Terry Tempest Williams, Finding Beauty in a Broken World

By all accounts a lovely woman, Terry Tempest Williams: I've taught her work before (an essay in the textbook/anthology Writing It Slant), I've been following her on Twitter for some time, and plenty of my eco friends are fans of her work.

So it's uncomfortable that I don't know what the hell to say or think about her recent book Finding Beauty in a Broken World. It hurt to read this book's content, and I can't make sense of its aesthetics. It has its fans and defenders, mind you, some of them people I've come to like and to trust, but I can't call myself one of them.

This Christmas I chose Williams' book for myself, expecting it to partner nicely with Rebecca Solnit's Hope in the Dark (review here). I'd not bothered to learn the first thing about the book, since it was basically an impulse request based on seeing the hardcover on the remainders table at Munro's Books, but I did take the jacket copy seriously. Jacket copy is, of course, reliably misleading (as I've complained before), but sometimes....

Should I have expected to find 'twixt these covers "a luminous chronicle of finding beauty in a broken world," then, or "a narrative of hopeful acts by [Williams'] taking that which is broken and creating something whole"? Well, no. But I did. And this wasn't my experience of it.

We get about 30 pages based in Ravenna, Italy, where Williams learns from a wonderful artist the basics of how to make mosaics: as it turns out, the "mosaic" is the key metaphor for this book. We then get 60 pages of background about the Tempest family (good stuff) and about prairie dogs (good stuff, though more so for eco nerds like me than for yr average reader). So far, it's proving to be an interesting book, with some nice stylistic touches around the use of short paragraphs to mimic in textual form the aesthetics of mosaicists.

Then, things turn awkward: 110 pages almost entirely comprised of shorthand journal notes, from two weeks spent in an observation post watching and trapping prairie dogs as part of an ecological research project in Bryce Canyon, Utah. Fragments, sparks, connections, moments: I get it, life can feel like a mosaic sometimes, but even I had trouble reading each page in this lengthy section. Sure, some lovely moments, but ... someone should maybe have tried harder to talk her out of going exactly this way for the book's middle section. After all, a mosaic works in part through suggestion, by providing lines and flow and colour but NOT being an entirely representative art form: a mosaic flower recalls a flower, but it isn't. This journal section should have recalled a journal, rather than seeming in fact to be one.

And then Williams' brother Steve dies, leading to a 15-page meditation that I found very strong, bringing together the assorted pieces of the book up to that point. Some might say that Steve deserves better than to be compared to prairie dogs, but I disagree: this section worked for me.

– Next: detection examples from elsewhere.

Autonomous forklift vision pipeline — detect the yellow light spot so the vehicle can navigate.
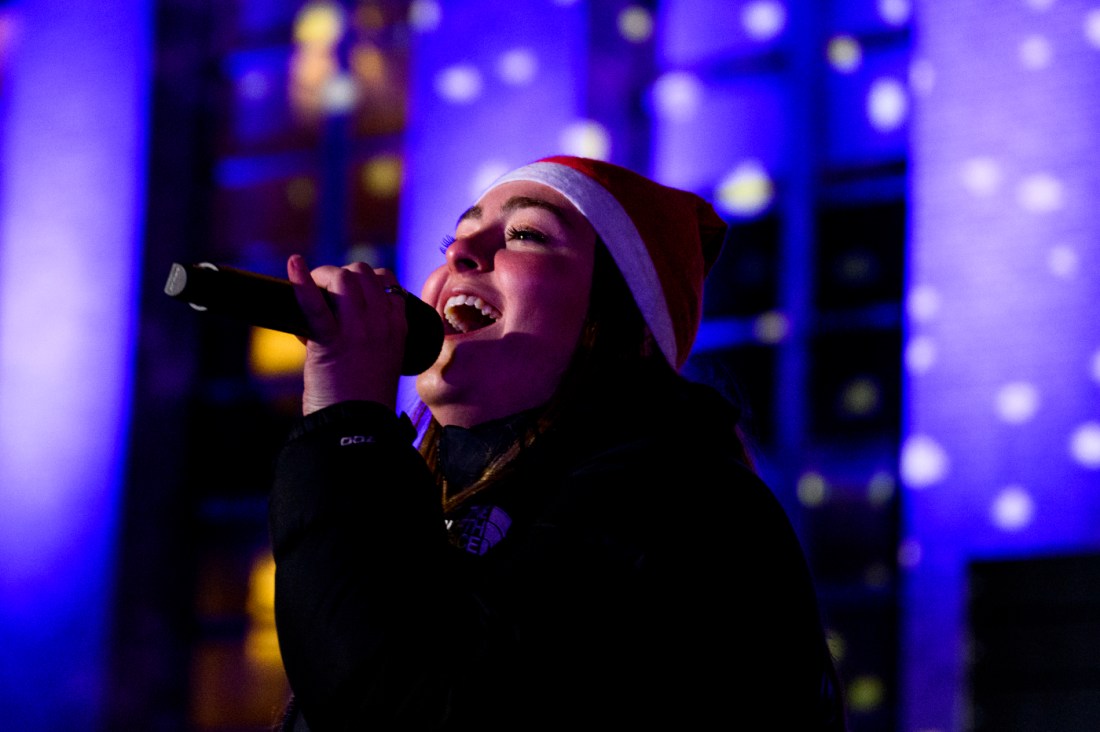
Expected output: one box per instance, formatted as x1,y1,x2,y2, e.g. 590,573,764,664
360,155,402,198
249,328,306,379
244,551,283,667
294,0,344,46
715,161,776,216
286,177,317,210
825,630,848,662
795,471,828,509
848,675,886,712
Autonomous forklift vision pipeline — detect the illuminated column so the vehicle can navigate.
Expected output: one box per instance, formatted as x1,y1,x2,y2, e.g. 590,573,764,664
901,0,1100,730
0,0,152,731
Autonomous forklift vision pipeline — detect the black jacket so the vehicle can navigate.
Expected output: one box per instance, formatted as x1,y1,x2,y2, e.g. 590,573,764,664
271,365,844,732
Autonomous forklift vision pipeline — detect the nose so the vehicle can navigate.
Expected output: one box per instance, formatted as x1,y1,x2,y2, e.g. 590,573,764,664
447,232,496,272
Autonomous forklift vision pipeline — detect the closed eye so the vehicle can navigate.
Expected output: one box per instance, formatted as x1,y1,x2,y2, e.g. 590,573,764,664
505,227,548,244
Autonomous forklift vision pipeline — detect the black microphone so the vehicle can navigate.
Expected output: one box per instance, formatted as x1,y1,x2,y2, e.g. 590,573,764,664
164,262,443,376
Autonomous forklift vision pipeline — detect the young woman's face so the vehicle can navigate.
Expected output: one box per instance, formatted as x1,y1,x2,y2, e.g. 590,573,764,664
416,181,596,427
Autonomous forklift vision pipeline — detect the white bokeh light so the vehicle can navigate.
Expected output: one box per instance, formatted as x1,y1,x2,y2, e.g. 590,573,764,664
1085,8,1100,48
409,0,443,33
741,0,787,41
1019,35,1054,69
652,72,703,121
996,381,1040,425
559,120,612,160
961,157,1003,198
1016,173,1065,214
321,74,359,114
714,160,776,216
905,285,943,323
436,64,482,105
1069,422,1100,469
1046,244,1080,280
496,48,539,86
905,336,937,374
825,35,864,74
878,0,913,25
989,485,1035,532
618,6,653,43
901,435,950,489
867,78,909,132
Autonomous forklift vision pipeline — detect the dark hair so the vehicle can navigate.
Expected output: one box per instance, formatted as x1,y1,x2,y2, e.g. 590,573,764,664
414,238,752,511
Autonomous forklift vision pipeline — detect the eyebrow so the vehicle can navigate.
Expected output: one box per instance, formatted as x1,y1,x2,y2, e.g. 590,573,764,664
454,196,573,229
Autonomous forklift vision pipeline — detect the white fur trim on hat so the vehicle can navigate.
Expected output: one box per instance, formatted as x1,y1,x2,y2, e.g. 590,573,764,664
486,162,677,368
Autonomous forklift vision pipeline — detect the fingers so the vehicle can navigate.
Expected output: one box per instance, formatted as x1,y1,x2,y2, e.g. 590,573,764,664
287,254,405,340
286,254,337,336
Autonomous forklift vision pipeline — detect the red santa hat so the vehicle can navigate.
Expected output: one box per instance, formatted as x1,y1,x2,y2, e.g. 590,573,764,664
491,155,727,370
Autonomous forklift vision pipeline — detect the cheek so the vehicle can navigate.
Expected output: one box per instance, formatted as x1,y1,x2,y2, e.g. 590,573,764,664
527,265,591,346
420,264,447,307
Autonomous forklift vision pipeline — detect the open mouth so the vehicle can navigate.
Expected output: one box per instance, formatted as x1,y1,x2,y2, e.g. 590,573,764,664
443,295,501,332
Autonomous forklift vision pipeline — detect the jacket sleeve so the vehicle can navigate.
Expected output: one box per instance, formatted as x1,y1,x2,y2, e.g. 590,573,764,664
268,402,454,732
271,404,840,732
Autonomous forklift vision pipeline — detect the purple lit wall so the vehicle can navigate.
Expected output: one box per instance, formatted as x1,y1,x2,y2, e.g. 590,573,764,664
0,0,152,731
901,0,1100,730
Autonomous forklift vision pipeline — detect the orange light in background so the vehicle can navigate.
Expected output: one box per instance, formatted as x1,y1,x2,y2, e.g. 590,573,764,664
249,328,306,379
244,551,283,670
288,1,348,117
360,154,402,198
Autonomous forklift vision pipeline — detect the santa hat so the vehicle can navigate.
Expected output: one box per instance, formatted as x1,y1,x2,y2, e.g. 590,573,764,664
491,155,727,370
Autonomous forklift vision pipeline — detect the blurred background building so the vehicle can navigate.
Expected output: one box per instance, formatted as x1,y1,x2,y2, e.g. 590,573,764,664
0,0,1100,732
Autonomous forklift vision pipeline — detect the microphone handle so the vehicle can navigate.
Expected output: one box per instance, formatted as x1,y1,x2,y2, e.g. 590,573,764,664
164,262,443,376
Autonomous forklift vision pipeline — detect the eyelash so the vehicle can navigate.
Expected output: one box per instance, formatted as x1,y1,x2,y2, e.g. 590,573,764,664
439,227,547,254
505,227,547,244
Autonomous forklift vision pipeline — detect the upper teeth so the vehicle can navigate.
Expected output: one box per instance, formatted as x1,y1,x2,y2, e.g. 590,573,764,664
443,295,501,332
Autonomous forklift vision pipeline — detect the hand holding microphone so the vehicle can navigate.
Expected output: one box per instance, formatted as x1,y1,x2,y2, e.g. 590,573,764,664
164,256,443,375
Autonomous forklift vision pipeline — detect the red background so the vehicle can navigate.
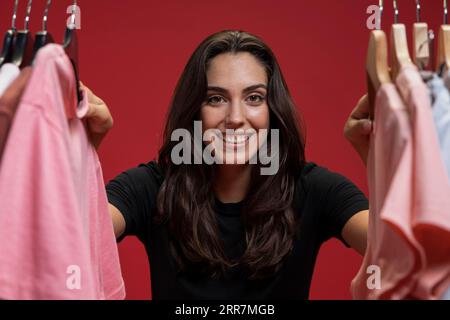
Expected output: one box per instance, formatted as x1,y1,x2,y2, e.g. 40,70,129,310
0,0,442,299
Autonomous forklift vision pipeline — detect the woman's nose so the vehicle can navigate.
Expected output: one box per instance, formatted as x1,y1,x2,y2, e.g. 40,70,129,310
226,101,245,128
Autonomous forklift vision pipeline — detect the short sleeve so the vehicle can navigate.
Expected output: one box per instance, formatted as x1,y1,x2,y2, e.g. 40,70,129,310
106,162,160,242
310,167,369,247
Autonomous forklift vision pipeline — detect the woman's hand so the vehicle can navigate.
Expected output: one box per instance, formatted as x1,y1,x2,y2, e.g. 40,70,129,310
80,82,114,149
344,95,372,165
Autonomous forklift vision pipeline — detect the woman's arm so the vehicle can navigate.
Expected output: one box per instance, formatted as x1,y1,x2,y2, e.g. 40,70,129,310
342,210,369,256
342,95,372,255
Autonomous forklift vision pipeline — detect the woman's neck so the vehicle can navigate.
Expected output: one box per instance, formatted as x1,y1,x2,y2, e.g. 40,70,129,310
213,165,251,203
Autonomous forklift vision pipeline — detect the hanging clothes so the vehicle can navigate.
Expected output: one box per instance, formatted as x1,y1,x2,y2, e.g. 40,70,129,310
396,65,450,299
427,73,450,179
351,84,424,300
0,44,125,299
0,63,20,97
0,67,32,164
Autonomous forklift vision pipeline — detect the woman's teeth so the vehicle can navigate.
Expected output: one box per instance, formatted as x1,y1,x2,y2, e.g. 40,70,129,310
224,135,248,144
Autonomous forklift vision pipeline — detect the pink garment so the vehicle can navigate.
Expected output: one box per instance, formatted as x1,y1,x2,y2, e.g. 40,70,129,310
397,66,450,299
351,84,423,299
0,44,125,300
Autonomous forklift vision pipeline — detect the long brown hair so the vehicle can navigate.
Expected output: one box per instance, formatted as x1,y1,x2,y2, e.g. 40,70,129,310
156,30,305,279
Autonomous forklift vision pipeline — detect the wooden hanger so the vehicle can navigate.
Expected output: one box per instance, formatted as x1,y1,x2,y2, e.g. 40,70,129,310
436,0,450,72
391,0,412,79
32,0,55,61
413,0,430,70
63,0,83,102
9,0,34,68
366,30,392,119
0,0,19,67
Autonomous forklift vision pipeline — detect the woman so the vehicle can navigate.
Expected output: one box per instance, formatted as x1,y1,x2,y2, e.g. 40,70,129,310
81,31,371,299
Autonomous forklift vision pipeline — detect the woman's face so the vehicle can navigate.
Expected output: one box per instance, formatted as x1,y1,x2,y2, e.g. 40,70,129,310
200,52,270,164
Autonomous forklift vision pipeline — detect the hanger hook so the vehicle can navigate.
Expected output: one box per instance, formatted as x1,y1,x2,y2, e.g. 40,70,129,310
11,0,19,31
24,0,33,31
42,0,52,31
416,0,421,22
70,0,77,26
378,0,384,29
444,0,448,24
392,0,398,24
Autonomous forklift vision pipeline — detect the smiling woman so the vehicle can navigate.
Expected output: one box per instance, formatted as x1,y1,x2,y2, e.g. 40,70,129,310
88,30,368,299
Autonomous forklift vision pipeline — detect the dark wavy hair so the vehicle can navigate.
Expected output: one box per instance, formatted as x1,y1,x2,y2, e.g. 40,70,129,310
155,30,305,280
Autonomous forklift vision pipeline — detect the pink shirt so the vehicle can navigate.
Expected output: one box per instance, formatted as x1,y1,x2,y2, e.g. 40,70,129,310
397,66,450,299
0,44,125,299
351,67,450,299
351,84,423,299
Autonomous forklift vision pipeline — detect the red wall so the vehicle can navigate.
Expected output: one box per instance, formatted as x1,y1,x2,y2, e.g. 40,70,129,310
0,0,442,299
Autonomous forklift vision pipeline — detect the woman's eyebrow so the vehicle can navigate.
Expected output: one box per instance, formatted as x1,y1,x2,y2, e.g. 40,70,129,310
208,84,267,93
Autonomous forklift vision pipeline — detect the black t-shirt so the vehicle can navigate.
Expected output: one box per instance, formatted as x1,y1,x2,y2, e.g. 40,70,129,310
106,161,369,300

The book's last 160 pages, though. Hmm.

Terry Tempest Williams went to Rwanda in 2005 as part of an artists' project to bring some healing and some sustainable development to a post-genocide country. It is impossible, perhaps, for a country to move beyond its genocide, but better words are hard to find. In brief, Williams goes there to work with a group called "Barefoot Artists" on a memorial project that's intended to bring positive change to a single local community. As their time in Rwanda goes on, though, the project's effects expand outside the local community, the local people immerse the artists ever more deeply in their lives, and the genocide becomes ever more real to Williams and the other artists.

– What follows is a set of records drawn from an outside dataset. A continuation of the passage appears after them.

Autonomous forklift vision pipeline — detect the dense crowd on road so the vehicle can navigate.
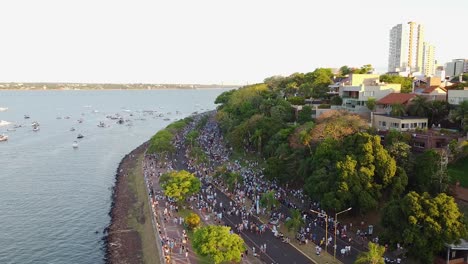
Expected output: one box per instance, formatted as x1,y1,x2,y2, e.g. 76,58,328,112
144,112,401,263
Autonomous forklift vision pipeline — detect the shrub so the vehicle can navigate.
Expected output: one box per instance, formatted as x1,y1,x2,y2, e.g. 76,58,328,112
185,213,200,230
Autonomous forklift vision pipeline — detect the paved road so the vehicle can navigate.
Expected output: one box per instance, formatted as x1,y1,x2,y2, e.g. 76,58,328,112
174,150,314,264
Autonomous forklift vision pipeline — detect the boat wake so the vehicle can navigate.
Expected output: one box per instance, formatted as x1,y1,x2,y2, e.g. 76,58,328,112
0,120,11,126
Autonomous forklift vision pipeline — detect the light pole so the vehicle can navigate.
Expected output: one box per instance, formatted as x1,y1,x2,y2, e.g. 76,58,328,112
310,209,328,251
333,207,352,259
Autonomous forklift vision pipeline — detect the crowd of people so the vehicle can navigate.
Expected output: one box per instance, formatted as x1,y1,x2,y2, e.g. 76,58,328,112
144,114,401,261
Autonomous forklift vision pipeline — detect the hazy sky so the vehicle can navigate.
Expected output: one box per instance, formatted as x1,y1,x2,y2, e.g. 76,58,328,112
0,0,468,84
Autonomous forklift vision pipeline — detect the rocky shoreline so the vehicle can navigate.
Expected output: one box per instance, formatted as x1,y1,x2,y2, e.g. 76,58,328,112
102,141,149,264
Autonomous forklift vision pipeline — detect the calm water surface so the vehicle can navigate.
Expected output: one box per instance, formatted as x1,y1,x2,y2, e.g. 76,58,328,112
0,89,226,263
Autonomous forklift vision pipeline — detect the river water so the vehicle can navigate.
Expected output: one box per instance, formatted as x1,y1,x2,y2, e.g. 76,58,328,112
0,89,226,264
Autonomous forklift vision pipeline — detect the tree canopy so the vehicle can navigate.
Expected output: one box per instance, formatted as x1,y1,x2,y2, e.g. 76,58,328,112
305,133,396,212
159,170,201,202
382,192,467,263
192,225,245,263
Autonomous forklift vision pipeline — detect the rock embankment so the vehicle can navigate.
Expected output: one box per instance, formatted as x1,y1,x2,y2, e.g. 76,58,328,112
103,142,148,264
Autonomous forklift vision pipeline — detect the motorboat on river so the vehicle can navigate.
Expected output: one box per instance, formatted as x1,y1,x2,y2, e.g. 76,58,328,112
0,134,8,142
31,121,39,132
0,120,11,126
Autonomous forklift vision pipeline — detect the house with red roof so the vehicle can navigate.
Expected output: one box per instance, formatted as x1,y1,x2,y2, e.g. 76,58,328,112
371,93,429,131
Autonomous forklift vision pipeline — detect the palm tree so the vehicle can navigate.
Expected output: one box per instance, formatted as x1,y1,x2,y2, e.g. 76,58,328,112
409,95,427,117
354,242,385,264
390,103,406,116
450,101,468,131
285,209,304,231
427,101,449,124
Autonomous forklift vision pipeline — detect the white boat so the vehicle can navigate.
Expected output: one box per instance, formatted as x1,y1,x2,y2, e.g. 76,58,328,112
0,120,11,126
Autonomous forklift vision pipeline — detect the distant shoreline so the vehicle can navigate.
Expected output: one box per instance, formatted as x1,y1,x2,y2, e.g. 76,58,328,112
0,83,241,91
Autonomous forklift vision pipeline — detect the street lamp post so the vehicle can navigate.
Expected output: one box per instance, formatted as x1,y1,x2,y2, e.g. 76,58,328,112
310,209,328,251
333,207,352,259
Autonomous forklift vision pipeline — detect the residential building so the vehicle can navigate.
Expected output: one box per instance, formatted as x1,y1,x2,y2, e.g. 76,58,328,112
434,65,445,80
445,59,468,77
338,74,401,113
388,22,424,73
375,93,416,115
447,88,468,105
422,42,435,76
372,114,428,131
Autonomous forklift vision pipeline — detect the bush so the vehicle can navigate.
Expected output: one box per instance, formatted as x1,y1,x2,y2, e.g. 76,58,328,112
318,104,331,109
185,213,200,230
288,96,305,105
330,96,343,105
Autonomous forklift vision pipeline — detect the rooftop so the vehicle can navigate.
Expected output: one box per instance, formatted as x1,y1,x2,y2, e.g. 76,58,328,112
374,113,427,120
377,93,416,105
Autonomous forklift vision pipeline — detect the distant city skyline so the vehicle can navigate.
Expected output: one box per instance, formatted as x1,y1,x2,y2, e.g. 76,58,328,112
0,0,468,85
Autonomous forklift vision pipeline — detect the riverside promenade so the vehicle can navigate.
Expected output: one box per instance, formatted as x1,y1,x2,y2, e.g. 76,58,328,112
143,153,264,264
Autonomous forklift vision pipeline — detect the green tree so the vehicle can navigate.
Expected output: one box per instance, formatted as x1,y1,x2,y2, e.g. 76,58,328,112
159,170,201,202
450,100,468,132
387,141,411,170
382,192,467,263
353,64,374,74
408,95,427,117
311,110,369,143
340,65,353,76
297,105,312,124
385,129,411,146
288,96,305,105
366,97,377,112
305,132,396,213
260,191,279,211
427,100,450,127
330,95,343,105
184,213,200,230
284,209,304,232
409,149,449,194
306,68,333,98
354,242,385,264
192,225,245,264
390,103,406,116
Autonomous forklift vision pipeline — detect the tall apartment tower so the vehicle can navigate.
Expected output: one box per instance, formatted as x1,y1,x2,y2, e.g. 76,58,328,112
388,22,424,73
422,42,435,76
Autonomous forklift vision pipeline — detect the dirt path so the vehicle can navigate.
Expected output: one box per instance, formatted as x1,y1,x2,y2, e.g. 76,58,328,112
104,143,155,264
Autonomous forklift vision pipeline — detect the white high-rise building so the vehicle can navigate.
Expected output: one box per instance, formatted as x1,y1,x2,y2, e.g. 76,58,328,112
446,59,468,77
388,22,424,73
422,42,435,76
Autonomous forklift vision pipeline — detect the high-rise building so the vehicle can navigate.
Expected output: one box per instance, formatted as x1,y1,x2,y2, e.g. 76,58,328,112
422,42,435,76
445,59,468,77
388,22,424,73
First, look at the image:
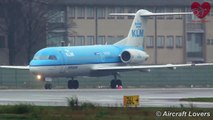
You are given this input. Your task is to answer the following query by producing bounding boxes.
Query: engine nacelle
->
[120,49,149,64]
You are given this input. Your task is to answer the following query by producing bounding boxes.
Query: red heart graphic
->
[191,2,211,19]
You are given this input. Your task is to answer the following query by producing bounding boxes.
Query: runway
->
[0,88,213,108]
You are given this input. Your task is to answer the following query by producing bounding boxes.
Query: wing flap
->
[0,66,30,70]
[93,63,213,71]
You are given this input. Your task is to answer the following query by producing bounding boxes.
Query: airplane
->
[0,9,213,89]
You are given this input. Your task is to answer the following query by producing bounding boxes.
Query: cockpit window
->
[33,55,57,60]
[49,55,57,60]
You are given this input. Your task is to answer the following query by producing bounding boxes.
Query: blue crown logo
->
[135,22,142,28]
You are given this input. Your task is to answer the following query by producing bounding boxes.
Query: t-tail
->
[110,9,192,48]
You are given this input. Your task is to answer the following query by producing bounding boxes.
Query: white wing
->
[0,66,30,70]
[93,63,213,71]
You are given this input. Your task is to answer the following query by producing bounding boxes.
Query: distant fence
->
[0,66,213,89]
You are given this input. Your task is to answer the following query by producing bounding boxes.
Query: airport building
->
[0,0,213,64]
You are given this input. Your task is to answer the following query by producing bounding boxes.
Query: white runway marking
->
[0,88,213,108]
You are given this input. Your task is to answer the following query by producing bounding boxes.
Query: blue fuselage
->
[30,45,142,77]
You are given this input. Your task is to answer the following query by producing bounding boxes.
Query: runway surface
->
[0,88,213,108]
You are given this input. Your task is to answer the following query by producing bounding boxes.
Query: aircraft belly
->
[64,65,92,77]
[30,66,63,77]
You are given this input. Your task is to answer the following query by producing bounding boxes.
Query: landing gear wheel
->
[110,79,116,89]
[44,83,52,89]
[68,80,79,89]
[110,79,122,89]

Which leads this book from mosaic-making in Italy, to ecological research on prairie dogs, to explicit descriptions of moments from throughout the genocide. The details of the different ways that skulls can be fractured. Of how people survived by hiding under the rotting bodies of family members. Of child rape. Of a river so full of corpses that the bodies formed a dam, flooding a village's houses partly with the blood of its former occupants.

I read every page of this book. It ends with a small positive movement, though a tentative one, and it's no counterweight to the horrors that preceded it.

Terry Tempest Williams had three books she could have written here. She jammed them all together, using the metaphor of the mosaic, and setting mosaic-style short paragraphs beside each other so that the book's style matched the organizing metaphor.

I wish she had written the three books instead. They would have been remarkable, I bet. This one ... for me, it's a mess.